The critique is aimed at highlighting some of the key shortfalls in the current Bill that need to be reviewed to place it in line with best practice standards.
Prof Karikari said these standards as espoused by the United Nations included maximum disclosure, the obligation to publish, limited scope of exceptions, user-friendly access procedures, limited costs, open meetings, overriding disclosure principle, promotion of open government and protection of whistleblowers. In an interview with Ghana News Agency after the launch, Nana Oye Lithur, Africa Regional Coordinator of Commonwealth Human Rights Initiative, said although the Bill contained a general right of access to information by the public, "this is limited in scope to information in the custody or control of a Government agency and not private bodies". She said Section 66 of the Bill did not adequately cover all public authorities in Ghana and should rather be substituted with "public organ" which would also cover chieftaincy institutions as well as such offices as Office of the President and Vice President. Instead, Section 64 of the Bill empowered the Attorney General to extend the coverage of this law to the private sector by Legislative Instrument.

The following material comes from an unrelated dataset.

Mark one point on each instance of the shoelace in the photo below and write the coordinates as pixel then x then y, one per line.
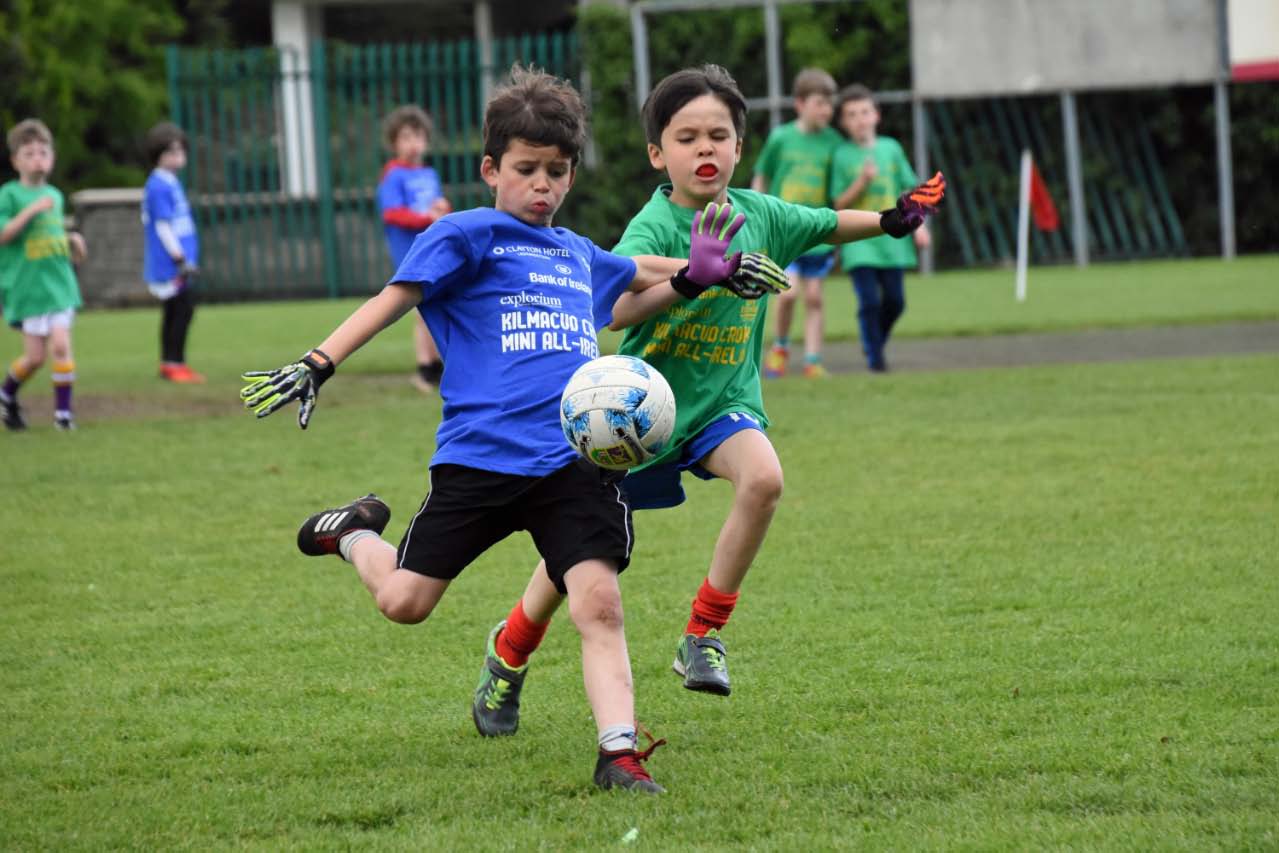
pixel 496 693
pixel 631 761
pixel 714 657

"This in effect underrates the desired impact of the law by limiting it to a mere segment of public bodies and disregarding the integrated nature of public and private bodies in undertaking public service functions," Nana Oye noted.
She explained that enacting another legislation to cover private bodies ran the risk of creating unnecessary duplicity of laws and this was more likely to create public confusion on the procedural technicalities of information access.
"The underlying rationale is that whereas public and private bodies render public functions, people have no direct claim to information from the private sector save for that needed to enforce a legal right." The Coalition recommended that the Bill be revised to incorporate private bodies.
It also raised concern about the failure of the Bill to take cognizance of chieftaincy institutions that often served as public organ in Ghana and should potentially be bound by the provisions of the law to reflect the practical situation.
It said the Bill failed to underscore the principle of maximum disclosure as the overriding premise of the law, adding that the preamble fell short of explicitly highlighting the objective. The Coalition noted that the critique was to help Government understand the concerns of civil society organisations and also to make an input into the Bill.
"The Bill did not specify the commencement date of the law, which creates uncertainty and poses a dangerous likelihood of postponing the implementation of the law indefinitely.
"It must therefore, provide for a specific timeline for commencement and implementation of the operative provisions of the Bill as failure to specify a commencement date in the legislation itself can otherwise undermine the use of the law in practice."